The generic component-stability regularizer did not materially change that tradeoff. With shrink 0.90, stability moved metrics only in the fourth decimal place. Without shrink, stability left the K5 row overdispersed.

Interpretation#

The experiment rejects a simple story.

It is not enough to say “use the alias teacher.” Full K5 alias distillation carries too much mass:

mean variance ratio: 1.707
min coverage:        0.951

It is also not enough to say “shrink the aliases.” K5 shrink 0.90 gets the weak/intermittent rows right, but random-normal collapses too much mass:

random-normal variance ratio: 0.583
random-normal coverage:       0.765

And it is not enough to add a generic persistence penalty. Component stability is a reasonable regularizer, but the observed failure is not mostly component churn. It is a teacher/student calibration mismatch: the teacher’s alias mass is useful in one regime and too broad or too narrow in another.

That is a good research result. It says the next useful work is diagnostic:

effective number of mixture components over time;
weight entropy and alias-mass concentration;
teacher-student \(\log Z_t\) error by pattern and time;
variance ratio by time, not just globally;
whether predictive-normalizer matching conflicts with state-density distillation.
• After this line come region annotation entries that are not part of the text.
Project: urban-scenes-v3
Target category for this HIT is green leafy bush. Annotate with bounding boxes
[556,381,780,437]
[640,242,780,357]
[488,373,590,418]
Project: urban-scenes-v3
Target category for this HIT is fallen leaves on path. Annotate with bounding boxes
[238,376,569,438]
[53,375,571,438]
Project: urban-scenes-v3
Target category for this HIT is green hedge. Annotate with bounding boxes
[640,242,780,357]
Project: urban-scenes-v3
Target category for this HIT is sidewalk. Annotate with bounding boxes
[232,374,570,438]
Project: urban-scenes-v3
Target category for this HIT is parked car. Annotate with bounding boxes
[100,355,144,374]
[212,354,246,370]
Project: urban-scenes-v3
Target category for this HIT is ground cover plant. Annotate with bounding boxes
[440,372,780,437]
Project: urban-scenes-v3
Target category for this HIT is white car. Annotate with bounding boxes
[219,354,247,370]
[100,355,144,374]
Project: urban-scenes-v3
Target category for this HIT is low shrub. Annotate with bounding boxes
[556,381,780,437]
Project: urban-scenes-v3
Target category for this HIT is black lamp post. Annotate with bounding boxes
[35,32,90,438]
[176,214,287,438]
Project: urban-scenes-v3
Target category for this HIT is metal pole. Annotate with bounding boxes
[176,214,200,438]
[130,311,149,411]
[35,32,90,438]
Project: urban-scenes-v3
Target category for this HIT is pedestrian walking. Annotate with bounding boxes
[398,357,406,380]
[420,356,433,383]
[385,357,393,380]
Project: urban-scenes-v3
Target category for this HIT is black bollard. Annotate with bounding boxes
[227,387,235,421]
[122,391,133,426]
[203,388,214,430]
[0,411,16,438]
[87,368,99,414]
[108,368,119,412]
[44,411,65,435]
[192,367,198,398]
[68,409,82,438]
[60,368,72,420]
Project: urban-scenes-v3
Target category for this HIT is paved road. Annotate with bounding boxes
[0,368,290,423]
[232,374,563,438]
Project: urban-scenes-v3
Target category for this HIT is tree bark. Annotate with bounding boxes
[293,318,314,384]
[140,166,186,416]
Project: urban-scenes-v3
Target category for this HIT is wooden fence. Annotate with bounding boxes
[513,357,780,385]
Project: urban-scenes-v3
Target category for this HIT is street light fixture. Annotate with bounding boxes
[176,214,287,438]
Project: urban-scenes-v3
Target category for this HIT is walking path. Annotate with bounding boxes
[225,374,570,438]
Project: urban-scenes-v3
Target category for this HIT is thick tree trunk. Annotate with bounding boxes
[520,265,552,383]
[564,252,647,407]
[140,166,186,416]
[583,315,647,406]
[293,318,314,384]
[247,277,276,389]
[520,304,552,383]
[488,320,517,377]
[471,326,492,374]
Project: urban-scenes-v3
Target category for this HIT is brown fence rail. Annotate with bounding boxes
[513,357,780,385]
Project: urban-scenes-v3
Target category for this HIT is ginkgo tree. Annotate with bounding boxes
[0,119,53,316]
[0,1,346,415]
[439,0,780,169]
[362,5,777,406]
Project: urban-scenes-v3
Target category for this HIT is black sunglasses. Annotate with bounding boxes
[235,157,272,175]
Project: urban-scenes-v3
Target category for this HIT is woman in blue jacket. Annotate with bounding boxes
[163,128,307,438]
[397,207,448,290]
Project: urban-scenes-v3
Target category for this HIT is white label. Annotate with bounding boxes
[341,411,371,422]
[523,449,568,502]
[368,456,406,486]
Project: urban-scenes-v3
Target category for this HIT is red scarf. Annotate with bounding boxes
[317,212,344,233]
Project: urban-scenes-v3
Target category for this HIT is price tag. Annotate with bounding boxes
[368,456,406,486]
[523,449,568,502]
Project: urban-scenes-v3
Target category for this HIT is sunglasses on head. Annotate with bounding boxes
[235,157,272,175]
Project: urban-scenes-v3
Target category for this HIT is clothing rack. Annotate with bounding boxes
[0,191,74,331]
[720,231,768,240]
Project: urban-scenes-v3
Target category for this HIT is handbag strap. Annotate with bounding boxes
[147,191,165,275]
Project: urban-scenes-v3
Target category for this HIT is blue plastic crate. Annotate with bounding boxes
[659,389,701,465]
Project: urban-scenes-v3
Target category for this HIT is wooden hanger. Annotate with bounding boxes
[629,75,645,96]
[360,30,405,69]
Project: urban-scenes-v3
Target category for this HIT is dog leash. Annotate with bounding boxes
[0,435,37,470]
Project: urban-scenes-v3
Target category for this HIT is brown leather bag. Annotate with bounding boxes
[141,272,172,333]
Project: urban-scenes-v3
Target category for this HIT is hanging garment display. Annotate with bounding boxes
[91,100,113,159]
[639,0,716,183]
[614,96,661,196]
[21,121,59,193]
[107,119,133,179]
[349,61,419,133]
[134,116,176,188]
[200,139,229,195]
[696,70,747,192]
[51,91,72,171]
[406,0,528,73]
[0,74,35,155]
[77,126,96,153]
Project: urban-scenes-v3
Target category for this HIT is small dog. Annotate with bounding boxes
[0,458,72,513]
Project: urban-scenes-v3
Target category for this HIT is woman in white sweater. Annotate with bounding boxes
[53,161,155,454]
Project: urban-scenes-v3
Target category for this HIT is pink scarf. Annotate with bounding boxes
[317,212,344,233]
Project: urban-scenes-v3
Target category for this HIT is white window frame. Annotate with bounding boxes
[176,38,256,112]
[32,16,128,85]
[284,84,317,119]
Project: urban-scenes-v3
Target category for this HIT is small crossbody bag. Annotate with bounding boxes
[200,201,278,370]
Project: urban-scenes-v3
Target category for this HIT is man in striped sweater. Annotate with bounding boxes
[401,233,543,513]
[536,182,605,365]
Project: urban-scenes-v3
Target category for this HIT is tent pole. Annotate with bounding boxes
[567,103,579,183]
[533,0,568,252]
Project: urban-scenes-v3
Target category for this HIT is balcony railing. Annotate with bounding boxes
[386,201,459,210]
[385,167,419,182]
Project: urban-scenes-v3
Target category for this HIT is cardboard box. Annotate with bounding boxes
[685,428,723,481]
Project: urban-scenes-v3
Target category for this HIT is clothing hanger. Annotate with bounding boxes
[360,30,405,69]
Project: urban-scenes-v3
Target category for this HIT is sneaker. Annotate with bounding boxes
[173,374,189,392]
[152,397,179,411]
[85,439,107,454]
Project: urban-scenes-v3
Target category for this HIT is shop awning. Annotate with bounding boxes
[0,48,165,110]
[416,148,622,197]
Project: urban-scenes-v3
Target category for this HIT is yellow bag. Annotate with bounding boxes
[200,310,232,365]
Those diagnostics should be run before another objective sweep. The scalar weights are no longer the most informative knob.

Reproducibility Notes#

The runs in this post used seed 321. The raw run directories are local ignored outputs from ml-examples:

outputs/nonlinear_quadrature_alias_power_ep_rollout_normalizer_k5_suite_2026_04_30
outputs/nonlinear_alias_shrink_followup_2026_04_30
outputs/nonlinear_component_stability_followup_2026_04_30

The most relevant source files in dwrtz/ml-examples are:

The copied review artifacts for this post are:

The short version is:

Amortizing deterministic quadrature updates is viable, but alias mass is the calibration bottleneck. K4 remains the safer aggregate learned filter; K5 alias distillation is the right diagnostic branch, not yet the promotion row.